The day Maroon 5’s new album Red Pill Blues came out, it was 35 degrees and snowing in Seattle. This is not normal for early November, and my apartment was freezing cold. The building I live in is 100 years old, and the windows panes have quarter-inch slits between them where air can get through. I had to do something about it, so I decided to tackle two birds with one stone: listen to the new Maroon 5 album from start to finish while preparing my apartment for winter by installing insulating plastic over all the windows. This was a questionable choice, as each of these tasks made the other much more unbearable.
The 15-song album drags on forever (61 minutes, to be exact), but I was determined to finish it, turning my headphones up full blast as I got out the hairdryer to shrink the plastic until it fit across my windows. Just when I was beginning to get the Red Pill Blues blues, the song “Plastic Rose” came on, with Adam Levine repeating the line, “Baby, all you gave me was a plastic, plastic.” It had a funky beat. I started to wiggle my hips a little. This song was going to get me through the next window pane. It was a suitable theme song for the mundane chore of putting up insulating window plastic, and one of the worst songs on the album. I began altering the words in my head—“Tell me how-ow-ow-ow can you shrink all that, cause winter is here”—anything to distract myself from the task at hand.
After finishing the album, I was left with little to no impression, but my apartment felt a lot warmer. Red Pill Blues is very repetitive, even for a pop album, and listening to it all the way through put me in a dark trance. I wasn’t offended by any of the songs, but I wasn’t inspired, either. I did have to wonder if the title had any association to men’s rights activism, so I looked it up. It turns out the band was not aware of the alt-right term “red pill,” which MRAs have been using to refer to people who have taken “the red pill” by coming to the realization that women are actually the more privileged gender. Maroon 5 apparently has no ties to the alt-right movement, and believe it or not, after listening to an hour of their pop garbage, I wasn’t able to decipher any kind of political stance from Levine’s lyrics. Perhaps the most controversial line on the album is a lyric from the song “Whiskey.” Levine sings, “She kissed me like a whiskey, like a whiskey.” This offends me, simply because it does not make any sense. A close second is the line, “Do you still wear that denim jacket?” from the song “Denim Jacket.” I can’t really infer anything from the lyrics on this album, except for that words are maybe not Levine’s biggest concern when it comes to songwriting.
One of my goals in listening to Red Pill Blues, besides getting all the way through it, was to find a song that could compare to everyone’s favorite Maroon 5 track, “This Love,” or another favorite: the one about the girl with the broken smile. However, none of the tracks on this album impacted me the way those two seminal songs did in the early 2000s. If I had to choose, I would say that the first track on the album, “Best 4 U,” is the most listenable. It could be because it being the first song meant I approached it with more of an open mind, but listening back, I think it’s because the beginning reminds me of a Drake song. It’s no “This Love,” but it’s an OK song.
It’s been a while since I’ve thought about Maroon 5, so after giving the new album my full attention, I had a couple of simple questions: “Are there really five of them?” and, “Do they look cool now?” The album cover answered both of those questions for me: No and no. The cover features headshots of eight different men with various Snapchat filters over their faces: dog ears, flowers, hearts, etc. I don’t recognize any of the band members except for Levine, but they all look like perfectly nice dudes.

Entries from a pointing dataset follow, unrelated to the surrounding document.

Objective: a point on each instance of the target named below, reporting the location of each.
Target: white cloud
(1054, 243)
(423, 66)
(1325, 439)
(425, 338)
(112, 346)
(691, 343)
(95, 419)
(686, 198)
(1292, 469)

Despite my distaste for his music, there’s always been something lovable about Levine. Perhaps it’s his supportive coaching on NBC’s The Voice, or maybe it’s the fact that when I was 11, I thought he was hot. At this point, though, I think what draws me to him is his willingness to look completely uncool. This can be seen very clearly in the music video for “What Lovers Do,” featuring SZA. The video is like a bad acid trip. It starts off with two children running through a field, butterflies chasing them. The camera pans and focuses on a CGI deer in the foreground singing the opening line, “Say, say, say, hey, hey now baby.” A smiling CGI sunflower sings the next line, “Oh my my don’t play now baby.” Now the children are running up a tree trunk towards a rainbow and a dark cloud, and in comes a singing squirrel. Fast forward several years and the two kids have transformed into Levine and SZA. They’re still in a field surrounded by butterflies, but now there is also a CGI triceratops. The video makes less and less sense as it goes on. At one point, Levine and SZA are running through the Arctic with penguins chasing them, and, next thing you know, they’re Jet Skiing with dolphins. My favorite part is when Levine becomes a giant and is terrorizing the city like King Kong. The video ends with him in the hospital, with SZA as his sexy nurse.

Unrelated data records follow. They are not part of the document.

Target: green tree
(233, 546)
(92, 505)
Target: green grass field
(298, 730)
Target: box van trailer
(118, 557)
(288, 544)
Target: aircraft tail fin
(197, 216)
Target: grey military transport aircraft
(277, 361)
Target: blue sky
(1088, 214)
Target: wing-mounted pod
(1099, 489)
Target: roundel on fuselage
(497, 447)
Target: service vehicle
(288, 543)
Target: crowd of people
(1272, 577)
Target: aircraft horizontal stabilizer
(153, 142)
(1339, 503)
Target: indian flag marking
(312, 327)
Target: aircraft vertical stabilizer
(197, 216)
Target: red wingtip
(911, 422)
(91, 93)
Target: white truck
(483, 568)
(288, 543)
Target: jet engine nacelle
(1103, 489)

As easy as it is to make fun of them, I don’t hate Maroon 5. It’s hard to have any strong feelings about them. I think it’s really sweet that they started the band in high school, and they must have some redeeming qualities if artists like SZA, Kendrick Lamar, Future, and A$AP Rocky are willing to work with them. That being said, the world would be exactly the same, if not better off, if they stopped making music. I think most of us assumed they already had.